*Milan Kundera
A sensibilidade é indispensável ao homem, mas torna-se temível a partir do momento em que é considerada um valor, um critério de verdade, a justificação do comportamento. Os mais nobres sentimentos nacionais estão prontos para justificar os piores horrores; e, com o peito inflado de sentimentos líricos, o homem comete baixezas em nome sagrado do amor.
A sensibilidade que substitui o pensamento racional torna-se o próprio fundamento da incompreensão e da intolerância; Torna-se, como disse Carl Gustav Jung, a “superestrutura da brutalidade”. A elevação do sentimento à categoria de valor remonta a muito tempo, talvez ao momento em que o Cristianismo se separou do Judaísmo. “Ame a Deus e faça o que quiser”, disse Santo Agostinho. A famosa frase é reveladora: o critério da verdade passa assim de fora para dentro: o arbitrário cai do subjetivo. A imprecisão do sentimento de amor (“Amai a Deus!”, imperativo cristão) substitui a clareza da Lei (imperativo do Judaísmo) e torna-se o critério muito impreciso da moralidade.

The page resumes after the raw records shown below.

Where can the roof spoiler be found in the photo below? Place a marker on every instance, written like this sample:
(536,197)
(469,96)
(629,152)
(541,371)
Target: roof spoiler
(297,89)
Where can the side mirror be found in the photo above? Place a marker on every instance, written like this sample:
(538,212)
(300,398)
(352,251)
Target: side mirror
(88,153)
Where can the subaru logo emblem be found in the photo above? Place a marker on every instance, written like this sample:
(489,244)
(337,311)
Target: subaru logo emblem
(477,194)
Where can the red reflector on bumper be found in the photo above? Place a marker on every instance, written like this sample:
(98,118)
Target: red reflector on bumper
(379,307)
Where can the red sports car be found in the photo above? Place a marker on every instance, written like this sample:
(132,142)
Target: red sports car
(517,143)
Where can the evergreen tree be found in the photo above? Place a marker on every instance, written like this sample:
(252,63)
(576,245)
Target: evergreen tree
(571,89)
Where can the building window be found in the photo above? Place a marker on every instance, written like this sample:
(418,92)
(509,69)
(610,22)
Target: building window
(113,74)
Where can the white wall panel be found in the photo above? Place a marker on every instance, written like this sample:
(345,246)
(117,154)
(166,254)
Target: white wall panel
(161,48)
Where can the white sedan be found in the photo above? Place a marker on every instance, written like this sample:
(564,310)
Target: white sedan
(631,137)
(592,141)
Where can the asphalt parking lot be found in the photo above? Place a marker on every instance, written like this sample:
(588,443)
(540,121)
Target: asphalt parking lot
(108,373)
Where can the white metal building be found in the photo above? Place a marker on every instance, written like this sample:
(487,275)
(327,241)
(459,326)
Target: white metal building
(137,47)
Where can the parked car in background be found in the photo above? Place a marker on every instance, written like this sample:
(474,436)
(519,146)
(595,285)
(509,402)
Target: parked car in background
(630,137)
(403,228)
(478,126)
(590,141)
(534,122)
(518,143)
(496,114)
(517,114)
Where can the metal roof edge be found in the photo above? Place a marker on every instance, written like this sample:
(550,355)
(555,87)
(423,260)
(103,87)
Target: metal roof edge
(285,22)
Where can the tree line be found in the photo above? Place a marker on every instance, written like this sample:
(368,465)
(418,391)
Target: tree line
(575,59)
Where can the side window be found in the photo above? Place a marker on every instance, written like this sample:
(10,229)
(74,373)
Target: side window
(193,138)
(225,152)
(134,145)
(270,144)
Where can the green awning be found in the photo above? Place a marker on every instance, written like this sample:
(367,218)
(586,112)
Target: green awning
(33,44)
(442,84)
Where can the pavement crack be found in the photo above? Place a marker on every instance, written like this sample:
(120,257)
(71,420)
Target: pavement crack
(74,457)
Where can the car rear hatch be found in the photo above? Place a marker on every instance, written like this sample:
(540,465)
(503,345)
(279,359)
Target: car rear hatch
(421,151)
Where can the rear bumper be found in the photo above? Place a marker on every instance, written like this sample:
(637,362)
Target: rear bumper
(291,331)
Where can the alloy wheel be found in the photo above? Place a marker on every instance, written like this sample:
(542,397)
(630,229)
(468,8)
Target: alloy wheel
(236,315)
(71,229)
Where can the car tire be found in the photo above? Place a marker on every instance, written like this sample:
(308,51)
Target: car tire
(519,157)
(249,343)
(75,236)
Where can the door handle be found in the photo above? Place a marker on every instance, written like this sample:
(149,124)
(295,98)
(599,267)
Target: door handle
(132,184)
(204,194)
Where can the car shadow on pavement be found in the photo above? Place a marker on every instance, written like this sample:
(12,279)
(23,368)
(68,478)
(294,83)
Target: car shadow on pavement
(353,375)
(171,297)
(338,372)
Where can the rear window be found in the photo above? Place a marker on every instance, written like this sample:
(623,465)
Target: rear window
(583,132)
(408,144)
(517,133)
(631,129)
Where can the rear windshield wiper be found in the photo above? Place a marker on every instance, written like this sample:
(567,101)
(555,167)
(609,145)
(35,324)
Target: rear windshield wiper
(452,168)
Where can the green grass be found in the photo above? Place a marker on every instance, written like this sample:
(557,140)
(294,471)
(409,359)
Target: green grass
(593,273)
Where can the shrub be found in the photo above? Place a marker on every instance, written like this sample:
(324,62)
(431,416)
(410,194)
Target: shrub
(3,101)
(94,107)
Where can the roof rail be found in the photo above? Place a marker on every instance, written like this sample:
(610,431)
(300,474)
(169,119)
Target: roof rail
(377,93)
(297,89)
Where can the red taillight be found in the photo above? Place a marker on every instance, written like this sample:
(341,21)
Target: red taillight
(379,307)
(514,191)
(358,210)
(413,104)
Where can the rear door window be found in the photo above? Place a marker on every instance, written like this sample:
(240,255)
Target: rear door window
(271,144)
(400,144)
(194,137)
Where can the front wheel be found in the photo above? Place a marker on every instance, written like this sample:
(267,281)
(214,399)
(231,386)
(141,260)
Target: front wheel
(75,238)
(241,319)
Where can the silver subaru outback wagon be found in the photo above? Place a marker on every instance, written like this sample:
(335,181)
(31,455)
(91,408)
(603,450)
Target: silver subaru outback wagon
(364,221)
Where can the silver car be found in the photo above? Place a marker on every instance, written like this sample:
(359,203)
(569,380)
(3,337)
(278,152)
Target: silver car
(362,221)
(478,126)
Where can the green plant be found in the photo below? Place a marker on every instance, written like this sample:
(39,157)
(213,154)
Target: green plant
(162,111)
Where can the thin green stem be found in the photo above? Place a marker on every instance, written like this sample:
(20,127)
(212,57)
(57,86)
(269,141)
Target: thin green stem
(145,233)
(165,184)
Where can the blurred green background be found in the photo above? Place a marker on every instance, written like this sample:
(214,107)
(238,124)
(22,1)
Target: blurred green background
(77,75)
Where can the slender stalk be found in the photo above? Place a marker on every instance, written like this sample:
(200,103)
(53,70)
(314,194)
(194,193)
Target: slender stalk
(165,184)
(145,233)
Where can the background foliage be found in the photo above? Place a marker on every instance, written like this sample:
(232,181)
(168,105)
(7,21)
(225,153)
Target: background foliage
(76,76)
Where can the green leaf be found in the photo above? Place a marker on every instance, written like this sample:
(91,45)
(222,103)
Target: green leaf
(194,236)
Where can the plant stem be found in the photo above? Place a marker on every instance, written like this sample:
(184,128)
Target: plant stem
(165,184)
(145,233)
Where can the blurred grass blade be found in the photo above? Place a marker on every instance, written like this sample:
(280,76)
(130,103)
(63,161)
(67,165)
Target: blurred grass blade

A história da sociedade cristã é uma antiga escola de sensibilidade: Jesus na cruz ensinou-nos a lisonjear o sofrimento, a poesia cavalheiresca descobriu o amor; A família burguesa nos deixou com saudades de casa; A demagogia política conseguiu “sentimentalizar” a vontade de poder. É toda esta longa história que moldou a riqueza, a força e a beleza dos nossos sentimentos.
Mas, a partir do Renascimento, a sensibilidade ocidental foi equilibrada por um espírito complementar: o da razão e da dúvida, do jogo e da relatividade das coisas humanas. É então que o Ocidente atinge a sua plenitude.
No seu famoso discurso em Harvard, Solzhenitsyn situou o início da crise ocidental precisamente naquela época do Renascimento. É a Rússia, como civilização particular, que é expressa e revelada neste julgamento; Na verdade, a sua história distingue-se da do Ocidente precisamente pela ausência do Renascimento e do espírito que dele surgiu. Por esta razão, a mentalidade russa conhece outro equilíbrio entre racionalidade e sensibilidade; Nesse outro equilíbrio (ou desequilíbrio) reside o famoso mistério da alma russa (tanto na sua profundidade como na sua brutalidade).
Quando a pesada irracionalidade russa caiu sobre o meu país, senti a necessidade instintiva de respirar profundamente o espírito dos Tempos Modernos Ocidentais. E parecia-me que nunca estaria tão concentrado em tal densidade como nesta festa de inteligência, humor e fantasia que é Jacques, o Fatalista.